While cutting Agholor doesn’t fit, trading him might make a ton more sense if the Eagles didn’t just cut two (underperforming) veteran receivers in Rueben Randle and Chris Givens. Still, a quick glance at the pass catchers in San Francisco should have Roseman salivating to strike a deal with his former coach, Kelly, who may be interested in Agholor via trade.
Per Niners Nation, this is who Kelly has catching the ball in San Francisco at the wide receiver position:
- Torrey Smith – $7,600,000 ($7,100,000 dead money)
- Bruce Ellington – $718,607 ($118,607 dead money)
- Quinton Patton – $772,875 ($97,875 dead money)
- Aaron Burbridge – $475,089 ($25,089 dead money)
- DeAndrew White – $527,333 ($2,333 dead money)
- DeAndre Smelter – $536,422 ($86,422 dead money)
That’s quite possibly the worst group of receivers ever assembled. Outside of Torrey Smith, the 49ers receivers have a combined 57 career receptions. As tough as Agholor’s first season in Philly was, he is better than anyone on that list other than Smith. Maybe including Smith.

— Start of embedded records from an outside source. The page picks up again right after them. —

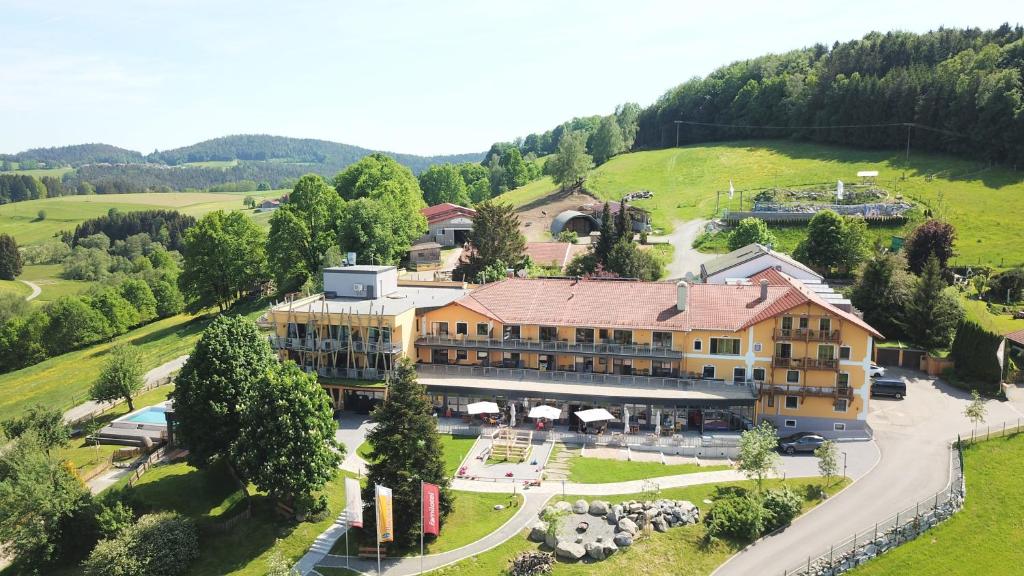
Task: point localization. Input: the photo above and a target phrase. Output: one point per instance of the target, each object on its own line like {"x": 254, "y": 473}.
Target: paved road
{"x": 162, "y": 371}
{"x": 913, "y": 437}
{"x": 686, "y": 258}
{"x": 36, "y": 290}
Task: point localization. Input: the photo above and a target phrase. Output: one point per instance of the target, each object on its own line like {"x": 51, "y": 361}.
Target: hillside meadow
{"x": 982, "y": 202}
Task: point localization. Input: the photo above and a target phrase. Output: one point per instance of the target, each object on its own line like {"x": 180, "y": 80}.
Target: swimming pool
{"x": 147, "y": 415}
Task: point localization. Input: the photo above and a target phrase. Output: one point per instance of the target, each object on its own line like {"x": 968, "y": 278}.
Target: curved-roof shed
{"x": 574, "y": 220}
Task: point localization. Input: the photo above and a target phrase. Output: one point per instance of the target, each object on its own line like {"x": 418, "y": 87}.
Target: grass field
{"x": 598, "y": 470}
{"x": 20, "y": 218}
{"x": 985, "y": 536}
{"x": 983, "y": 203}
{"x": 678, "y": 551}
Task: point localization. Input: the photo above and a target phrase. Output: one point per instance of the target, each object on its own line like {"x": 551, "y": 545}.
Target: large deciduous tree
{"x": 933, "y": 313}
{"x": 407, "y": 450}
{"x": 931, "y": 238}
{"x": 302, "y": 231}
{"x": 10, "y": 257}
{"x": 121, "y": 376}
{"x": 495, "y": 238}
{"x": 751, "y": 231}
{"x": 569, "y": 165}
{"x": 230, "y": 357}
{"x": 286, "y": 443}
{"x": 224, "y": 256}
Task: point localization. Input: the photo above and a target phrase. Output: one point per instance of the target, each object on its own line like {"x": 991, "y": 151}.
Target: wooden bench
{"x": 370, "y": 551}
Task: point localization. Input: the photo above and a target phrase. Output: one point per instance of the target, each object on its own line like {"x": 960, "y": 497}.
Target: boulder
{"x": 569, "y": 550}
{"x": 628, "y": 526}
{"x": 624, "y": 539}
{"x": 539, "y": 532}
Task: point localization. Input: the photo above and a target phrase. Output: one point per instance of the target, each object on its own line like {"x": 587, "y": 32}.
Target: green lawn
{"x": 983, "y": 203}
{"x": 985, "y": 536}
{"x": 678, "y": 551}
{"x": 19, "y": 218}
{"x": 455, "y": 447}
{"x": 598, "y": 470}
{"x": 473, "y": 518}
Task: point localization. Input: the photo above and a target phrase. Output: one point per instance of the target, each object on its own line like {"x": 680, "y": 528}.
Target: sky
{"x": 428, "y": 78}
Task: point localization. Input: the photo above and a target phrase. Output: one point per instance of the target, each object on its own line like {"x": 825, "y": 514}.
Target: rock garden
{"x": 597, "y": 530}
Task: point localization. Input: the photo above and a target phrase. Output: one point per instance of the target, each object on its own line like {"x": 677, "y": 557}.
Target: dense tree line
{"x": 966, "y": 83}
{"x": 165, "y": 227}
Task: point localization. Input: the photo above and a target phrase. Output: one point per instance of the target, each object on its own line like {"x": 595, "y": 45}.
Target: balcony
{"x": 824, "y": 392}
{"x": 807, "y": 334}
{"x": 805, "y": 363}
{"x": 563, "y": 346}
{"x": 587, "y": 378}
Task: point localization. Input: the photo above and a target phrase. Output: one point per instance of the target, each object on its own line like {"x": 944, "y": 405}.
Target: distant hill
{"x": 252, "y": 159}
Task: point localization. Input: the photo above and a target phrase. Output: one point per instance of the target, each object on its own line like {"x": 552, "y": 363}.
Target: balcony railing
{"x": 588, "y": 378}
{"x": 331, "y": 344}
{"x": 808, "y": 334}
{"x": 805, "y": 363}
{"x": 584, "y": 348}
{"x": 796, "y": 389}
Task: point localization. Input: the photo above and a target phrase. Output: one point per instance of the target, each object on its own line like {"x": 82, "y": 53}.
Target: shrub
{"x": 780, "y": 507}
{"x": 741, "y": 518}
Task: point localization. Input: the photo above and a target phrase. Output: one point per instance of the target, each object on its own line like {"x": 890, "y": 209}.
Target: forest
{"x": 955, "y": 90}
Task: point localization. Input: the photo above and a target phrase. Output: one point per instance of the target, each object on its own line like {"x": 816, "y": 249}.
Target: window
{"x": 662, "y": 339}
{"x": 725, "y": 346}
{"x": 585, "y": 335}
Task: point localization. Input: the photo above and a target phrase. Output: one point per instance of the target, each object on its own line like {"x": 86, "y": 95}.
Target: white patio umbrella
{"x": 549, "y": 412}
{"x": 482, "y": 408}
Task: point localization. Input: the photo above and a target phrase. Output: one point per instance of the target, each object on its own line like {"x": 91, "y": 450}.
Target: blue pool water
{"x": 150, "y": 415}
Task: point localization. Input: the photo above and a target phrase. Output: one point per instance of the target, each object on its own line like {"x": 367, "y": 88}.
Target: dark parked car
{"x": 800, "y": 442}
{"x": 895, "y": 388}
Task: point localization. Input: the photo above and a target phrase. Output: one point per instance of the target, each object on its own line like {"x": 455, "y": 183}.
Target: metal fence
{"x": 907, "y": 524}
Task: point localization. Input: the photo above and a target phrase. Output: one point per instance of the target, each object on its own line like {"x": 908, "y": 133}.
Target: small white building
{"x": 751, "y": 259}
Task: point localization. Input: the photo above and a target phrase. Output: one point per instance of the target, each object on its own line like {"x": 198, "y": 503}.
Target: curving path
{"x": 36, "y": 290}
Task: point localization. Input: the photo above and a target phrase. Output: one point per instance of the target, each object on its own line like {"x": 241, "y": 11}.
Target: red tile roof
{"x": 444, "y": 211}
{"x": 620, "y": 303}
{"x": 553, "y": 253}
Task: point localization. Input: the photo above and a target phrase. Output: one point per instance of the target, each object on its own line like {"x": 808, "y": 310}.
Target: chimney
{"x": 682, "y": 291}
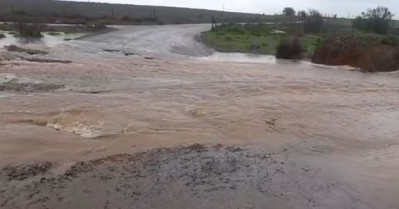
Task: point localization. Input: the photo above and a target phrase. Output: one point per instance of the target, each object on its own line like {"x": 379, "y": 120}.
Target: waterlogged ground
{"x": 267, "y": 133}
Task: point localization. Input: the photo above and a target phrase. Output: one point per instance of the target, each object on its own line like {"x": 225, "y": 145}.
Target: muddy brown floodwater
{"x": 116, "y": 131}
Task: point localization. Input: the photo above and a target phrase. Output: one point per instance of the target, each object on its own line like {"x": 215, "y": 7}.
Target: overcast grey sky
{"x": 340, "y": 7}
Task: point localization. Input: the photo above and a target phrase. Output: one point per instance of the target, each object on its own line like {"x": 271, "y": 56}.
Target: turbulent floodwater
{"x": 343, "y": 124}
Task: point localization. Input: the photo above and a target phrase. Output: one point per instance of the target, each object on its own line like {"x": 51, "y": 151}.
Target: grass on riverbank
{"x": 253, "y": 38}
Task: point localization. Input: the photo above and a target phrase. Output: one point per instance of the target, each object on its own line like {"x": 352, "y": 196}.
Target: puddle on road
{"x": 240, "y": 57}
{"x": 46, "y": 40}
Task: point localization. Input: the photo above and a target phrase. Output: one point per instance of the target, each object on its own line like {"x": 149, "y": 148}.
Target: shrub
{"x": 338, "y": 51}
{"x": 290, "y": 48}
{"x": 369, "y": 53}
{"x": 380, "y": 58}
{"x": 53, "y": 33}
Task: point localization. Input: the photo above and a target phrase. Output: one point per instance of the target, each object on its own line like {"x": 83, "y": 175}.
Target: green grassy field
{"x": 51, "y": 11}
{"x": 253, "y": 38}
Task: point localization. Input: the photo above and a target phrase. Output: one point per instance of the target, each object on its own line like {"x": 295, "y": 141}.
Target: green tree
{"x": 377, "y": 20}
{"x": 289, "y": 13}
{"x": 313, "y": 21}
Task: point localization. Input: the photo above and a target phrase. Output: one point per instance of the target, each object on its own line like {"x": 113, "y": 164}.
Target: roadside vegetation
{"x": 369, "y": 42}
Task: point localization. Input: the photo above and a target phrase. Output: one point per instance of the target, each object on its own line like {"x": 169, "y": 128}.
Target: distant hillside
{"x": 62, "y": 11}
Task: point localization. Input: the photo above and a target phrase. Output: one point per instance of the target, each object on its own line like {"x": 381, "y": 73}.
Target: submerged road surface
{"x": 160, "y": 130}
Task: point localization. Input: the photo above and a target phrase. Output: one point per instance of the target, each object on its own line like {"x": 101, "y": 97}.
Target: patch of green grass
{"x": 255, "y": 38}
{"x": 243, "y": 38}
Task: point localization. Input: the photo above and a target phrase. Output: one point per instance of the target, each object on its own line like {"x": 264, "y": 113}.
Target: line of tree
{"x": 376, "y": 20}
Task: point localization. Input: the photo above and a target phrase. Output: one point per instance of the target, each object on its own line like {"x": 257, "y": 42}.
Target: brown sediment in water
{"x": 317, "y": 114}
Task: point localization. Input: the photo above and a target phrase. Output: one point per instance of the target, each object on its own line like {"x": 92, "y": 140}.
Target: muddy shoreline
{"x": 112, "y": 131}
{"x": 201, "y": 176}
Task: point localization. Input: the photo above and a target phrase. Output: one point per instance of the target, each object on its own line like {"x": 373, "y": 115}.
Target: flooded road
{"x": 340, "y": 126}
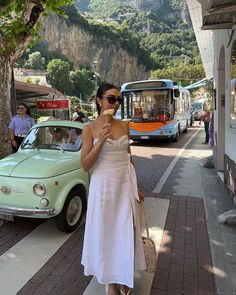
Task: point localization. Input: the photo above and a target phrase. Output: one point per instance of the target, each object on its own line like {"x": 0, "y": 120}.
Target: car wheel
{"x": 72, "y": 211}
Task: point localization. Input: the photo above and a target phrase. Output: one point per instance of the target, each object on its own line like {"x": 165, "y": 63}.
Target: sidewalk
{"x": 196, "y": 254}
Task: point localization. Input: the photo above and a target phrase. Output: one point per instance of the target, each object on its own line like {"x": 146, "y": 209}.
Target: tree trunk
{"x": 5, "y": 105}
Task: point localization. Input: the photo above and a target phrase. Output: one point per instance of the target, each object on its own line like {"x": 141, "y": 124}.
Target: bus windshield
{"x": 149, "y": 105}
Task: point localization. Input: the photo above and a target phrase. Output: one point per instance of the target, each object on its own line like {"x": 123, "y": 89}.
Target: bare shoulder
{"x": 87, "y": 129}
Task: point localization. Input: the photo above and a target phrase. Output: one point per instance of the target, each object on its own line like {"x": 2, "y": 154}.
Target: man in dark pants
{"x": 205, "y": 117}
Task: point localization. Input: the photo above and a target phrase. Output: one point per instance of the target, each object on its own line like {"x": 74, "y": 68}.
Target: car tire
{"x": 72, "y": 212}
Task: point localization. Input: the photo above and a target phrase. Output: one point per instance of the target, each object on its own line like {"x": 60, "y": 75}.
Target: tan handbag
{"x": 149, "y": 247}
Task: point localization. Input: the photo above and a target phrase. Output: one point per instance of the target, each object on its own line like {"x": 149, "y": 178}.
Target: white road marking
{"x": 24, "y": 259}
{"x": 166, "y": 174}
{"x": 156, "y": 211}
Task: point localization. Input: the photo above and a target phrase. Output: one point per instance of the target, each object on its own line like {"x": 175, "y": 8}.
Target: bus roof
{"x": 148, "y": 84}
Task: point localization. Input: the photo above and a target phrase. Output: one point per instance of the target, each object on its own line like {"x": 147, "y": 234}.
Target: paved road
{"x": 48, "y": 262}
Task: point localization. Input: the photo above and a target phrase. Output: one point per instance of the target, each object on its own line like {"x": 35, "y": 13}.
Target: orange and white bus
{"x": 155, "y": 109}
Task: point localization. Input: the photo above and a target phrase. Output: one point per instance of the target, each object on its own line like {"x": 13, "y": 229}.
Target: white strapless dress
{"x": 113, "y": 247}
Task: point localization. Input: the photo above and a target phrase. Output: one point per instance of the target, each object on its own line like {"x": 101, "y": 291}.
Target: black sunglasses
{"x": 112, "y": 99}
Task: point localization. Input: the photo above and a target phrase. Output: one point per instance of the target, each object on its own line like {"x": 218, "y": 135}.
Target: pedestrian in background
{"x": 113, "y": 247}
{"x": 19, "y": 126}
{"x": 211, "y": 130}
{"x": 205, "y": 118}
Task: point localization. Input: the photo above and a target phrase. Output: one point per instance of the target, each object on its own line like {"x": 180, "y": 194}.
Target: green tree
{"x": 35, "y": 61}
{"x": 82, "y": 84}
{"x": 19, "y": 24}
{"x": 57, "y": 74}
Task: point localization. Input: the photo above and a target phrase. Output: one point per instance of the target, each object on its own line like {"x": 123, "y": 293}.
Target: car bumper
{"x": 24, "y": 212}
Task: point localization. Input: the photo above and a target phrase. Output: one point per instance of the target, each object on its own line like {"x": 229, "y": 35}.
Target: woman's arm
{"x": 89, "y": 151}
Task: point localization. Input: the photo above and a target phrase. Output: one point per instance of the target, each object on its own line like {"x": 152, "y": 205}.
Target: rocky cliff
{"x": 113, "y": 64}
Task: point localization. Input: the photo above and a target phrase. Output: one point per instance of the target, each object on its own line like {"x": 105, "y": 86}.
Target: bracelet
{"x": 95, "y": 148}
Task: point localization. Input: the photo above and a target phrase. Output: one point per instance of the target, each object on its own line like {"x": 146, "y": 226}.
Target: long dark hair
{"x": 100, "y": 92}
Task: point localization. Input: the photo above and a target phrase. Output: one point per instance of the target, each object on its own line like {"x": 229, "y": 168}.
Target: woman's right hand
{"x": 105, "y": 133}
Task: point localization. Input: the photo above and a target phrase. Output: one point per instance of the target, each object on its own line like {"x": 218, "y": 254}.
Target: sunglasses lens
{"x": 113, "y": 99}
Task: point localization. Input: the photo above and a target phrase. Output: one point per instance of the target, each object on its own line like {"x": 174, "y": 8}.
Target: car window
{"x": 197, "y": 106}
{"x": 58, "y": 137}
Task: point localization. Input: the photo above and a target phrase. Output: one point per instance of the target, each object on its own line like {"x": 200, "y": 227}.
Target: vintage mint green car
{"x": 44, "y": 178}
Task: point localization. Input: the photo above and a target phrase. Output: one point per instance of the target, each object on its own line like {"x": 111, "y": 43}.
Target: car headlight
{"x": 39, "y": 189}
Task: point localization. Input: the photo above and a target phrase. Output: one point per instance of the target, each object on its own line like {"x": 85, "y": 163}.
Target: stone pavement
{"x": 196, "y": 254}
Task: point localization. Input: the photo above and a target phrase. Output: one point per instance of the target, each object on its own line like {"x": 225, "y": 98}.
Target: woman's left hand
{"x": 141, "y": 196}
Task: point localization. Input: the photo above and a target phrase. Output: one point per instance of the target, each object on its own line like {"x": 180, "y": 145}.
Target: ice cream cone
{"x": 108, "y": 115}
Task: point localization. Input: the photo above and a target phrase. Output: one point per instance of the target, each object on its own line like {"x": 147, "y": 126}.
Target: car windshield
{"x": 53, "y": 138}
{"x": 197, "y": 105}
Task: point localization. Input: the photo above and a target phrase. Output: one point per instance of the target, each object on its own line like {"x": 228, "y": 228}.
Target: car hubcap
{"x": 74, "y": 210}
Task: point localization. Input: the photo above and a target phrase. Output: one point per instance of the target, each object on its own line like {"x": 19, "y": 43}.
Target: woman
{"x": 112, "y": 225}
{"x": 19, "y": 126}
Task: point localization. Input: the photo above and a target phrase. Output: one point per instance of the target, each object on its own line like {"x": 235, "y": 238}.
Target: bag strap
{"x": 145, "y": 219}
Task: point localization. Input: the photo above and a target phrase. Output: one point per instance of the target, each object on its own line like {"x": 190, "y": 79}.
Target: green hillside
{"x": 165, "y": 32}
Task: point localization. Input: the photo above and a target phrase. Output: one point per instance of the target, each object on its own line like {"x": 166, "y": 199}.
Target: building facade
{"x": 214, "y": 23}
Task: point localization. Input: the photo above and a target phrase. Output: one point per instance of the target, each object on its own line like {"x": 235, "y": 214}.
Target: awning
{"x": 201, "y": 83}
{"x": 28, "y": 93}
{"x": 218, "y": 14}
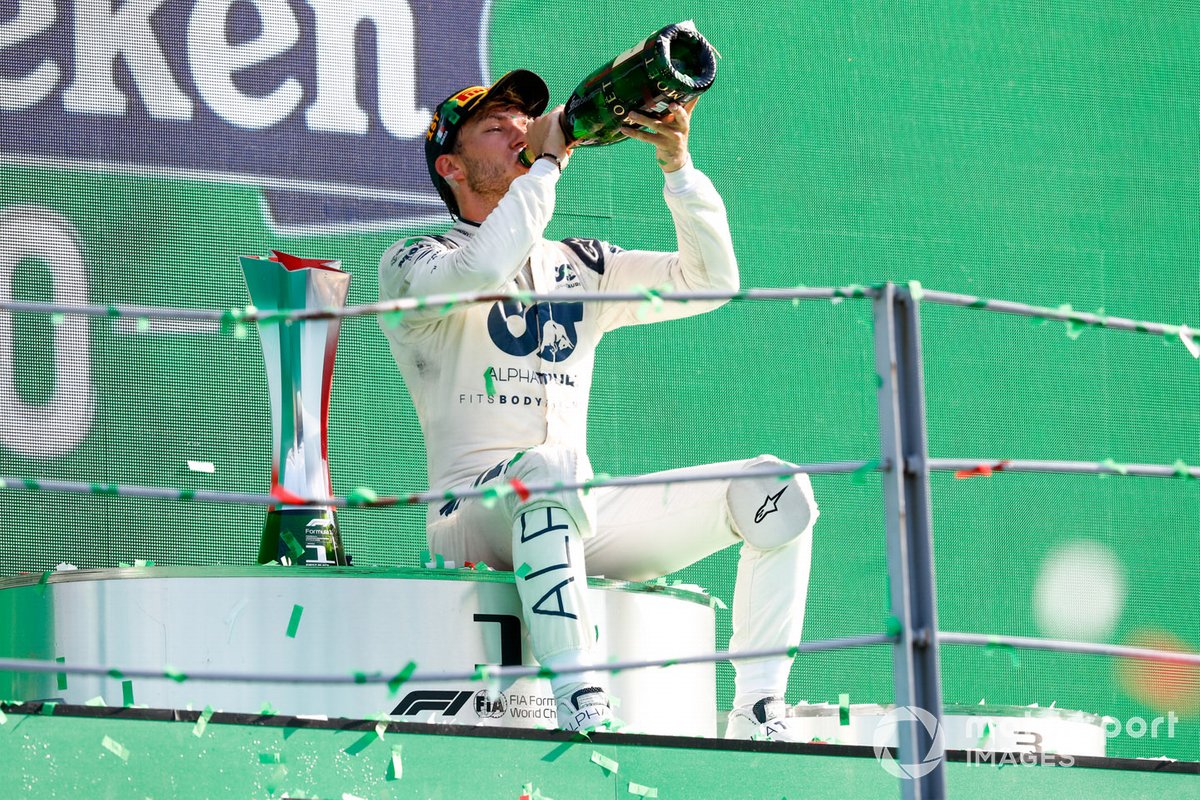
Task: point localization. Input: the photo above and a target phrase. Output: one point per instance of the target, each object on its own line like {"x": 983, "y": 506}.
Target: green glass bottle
{"x": 675, "y": 65}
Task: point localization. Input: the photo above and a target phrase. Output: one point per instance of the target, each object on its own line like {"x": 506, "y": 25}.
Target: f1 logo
{"x": 448, "y": 702}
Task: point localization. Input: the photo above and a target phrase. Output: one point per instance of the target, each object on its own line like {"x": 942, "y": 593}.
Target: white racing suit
{"x": 502, "y": 392}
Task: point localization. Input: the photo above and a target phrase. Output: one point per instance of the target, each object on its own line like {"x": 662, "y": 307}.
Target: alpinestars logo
{"x": 547, "y": 329}
{"x": 769, "y": 505}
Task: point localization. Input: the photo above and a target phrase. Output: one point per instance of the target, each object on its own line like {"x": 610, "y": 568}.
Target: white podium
{"x": 354, "y": 619}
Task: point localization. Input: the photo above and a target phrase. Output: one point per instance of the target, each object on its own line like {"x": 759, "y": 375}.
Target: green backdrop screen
{"x": 1041, "y": 152}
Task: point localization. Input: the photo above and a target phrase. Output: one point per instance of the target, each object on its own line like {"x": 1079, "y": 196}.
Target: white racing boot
{"x": 763, "y": 721}
{"x": 585, "y": 708}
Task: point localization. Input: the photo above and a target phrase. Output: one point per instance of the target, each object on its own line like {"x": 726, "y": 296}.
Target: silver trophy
{"x": 299, "y": 358}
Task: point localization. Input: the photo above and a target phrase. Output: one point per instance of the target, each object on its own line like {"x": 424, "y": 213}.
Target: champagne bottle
{"x": 675, "y": 65}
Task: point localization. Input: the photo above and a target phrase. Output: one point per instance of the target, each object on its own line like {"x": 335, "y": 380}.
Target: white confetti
{"x": 1188, "y": 342}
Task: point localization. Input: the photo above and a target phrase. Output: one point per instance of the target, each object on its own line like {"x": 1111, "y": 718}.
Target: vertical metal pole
{"x": 903, "y": 439}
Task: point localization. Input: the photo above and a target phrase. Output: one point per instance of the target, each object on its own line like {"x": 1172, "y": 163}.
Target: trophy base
{"x": 303, "y": 536}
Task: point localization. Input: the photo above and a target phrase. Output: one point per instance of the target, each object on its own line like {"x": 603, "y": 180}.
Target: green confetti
{"x": 117, "y": 749}
{"x": 400, "y": 678}
{"x": 202, "y": 723}
{"x": 294, "y": 623}
{"x": 363, "y": 495}
{"x": 493, "y": 493}
{"x": 859, "y": 475}
{"x": 605, "y": 762}
{"x": 294, "y": 547}
{"x": 396, "y": 767}
{"x": 360, "y": 744}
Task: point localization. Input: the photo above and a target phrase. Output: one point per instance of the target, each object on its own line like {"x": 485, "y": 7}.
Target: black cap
{"x": 457, "y": 108}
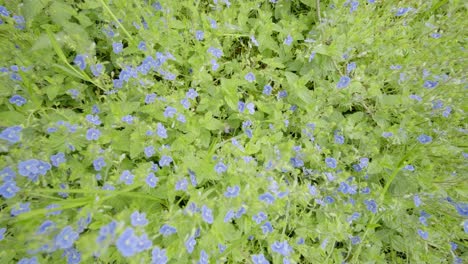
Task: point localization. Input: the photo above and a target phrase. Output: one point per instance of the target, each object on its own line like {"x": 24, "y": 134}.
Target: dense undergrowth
{"x": 233, "y": 132}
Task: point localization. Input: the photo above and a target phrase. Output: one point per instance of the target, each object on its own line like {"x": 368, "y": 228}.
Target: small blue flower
{"x": 199, "y": 35}
{"x": 73, "y": 256}
{"x": 80, "y": 62}
{"x": 350, "y": 67}
{"x": 170, "y": 111}
{"x": 190, "y": 244}
{"x": 267, "y": 228}
{"x": 127, "y": 243}
{"x": 355, "y": 240}
{"x": 250, "y": 77}
{"x": 371, "y": 205}
{"x": 138, "y": 219}
{"x": 99, "y": 163}
{"x": 430, "y": 84}
{"x": 191, "y": 94}
{"x": 204, "y": 258}
{"x": 260, "y": 217}
{"x": 267, "y": 89}
{"x": 97, "y": 69}
{"x": 9, "y": 189}
{"x": 11, "y": 134}
{"x": 66, "y": 238}
{"x": 17, "y": 100}
{"x": 158, "y": 256}
{"x": 403, "y": 10}
{"x": 424, "y": 139}
{"x": 417, "y": 200}
{"x": 232, "y": 191}
{"x": 424, "y": 235}
{"x": 57, "y": 159}
{"x": 207, "y": 214}
{"x": 93, "y": 134}
{"x": 117, "y": 47}
{"x": 161, "y": 131}
{"x": 259, "y": 259}
{"x": 220, "y": 167}
{"x": 127, "y": 177}
{"x": 331, "y": 162}
{"x": 165, "y": 161}
{"x": 462, "y": 209}
{"x": 288, "y": 40}
{"x": 344, "y": 82}
{"x": 267, "y": 198}
{"x": 282, "y": 248}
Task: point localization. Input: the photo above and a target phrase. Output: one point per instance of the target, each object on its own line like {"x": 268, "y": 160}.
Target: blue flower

The question is what the Eagles can get back in return. Certainly nobody is giving up a first-round pick for Agholor, but would Kelly, Trent Baalke and the 49ers be willing to part with a second rounder?
Would the Eagles make that deal, given their own woes at receiver this preseason and their lack of future draft picks?
Again, the sensible move would be to keep Agholor, and hope that the continued talk (you’re welcome, Eagles) around his job status may scare him into becoming more productive to prove his value to the team.
Right now, the Eagles are more likely to use two and three tight ends and multiple-back sets on offense than to feature three and four receivers on the field at once. Despite the clear change in Pederson’s tone when talking about Agholor, his actual words indicate the second-year wideout should be on the Eagles when the season starts.
How many snaps, targets and catches — and drops — he gets this year is anyone’s guess.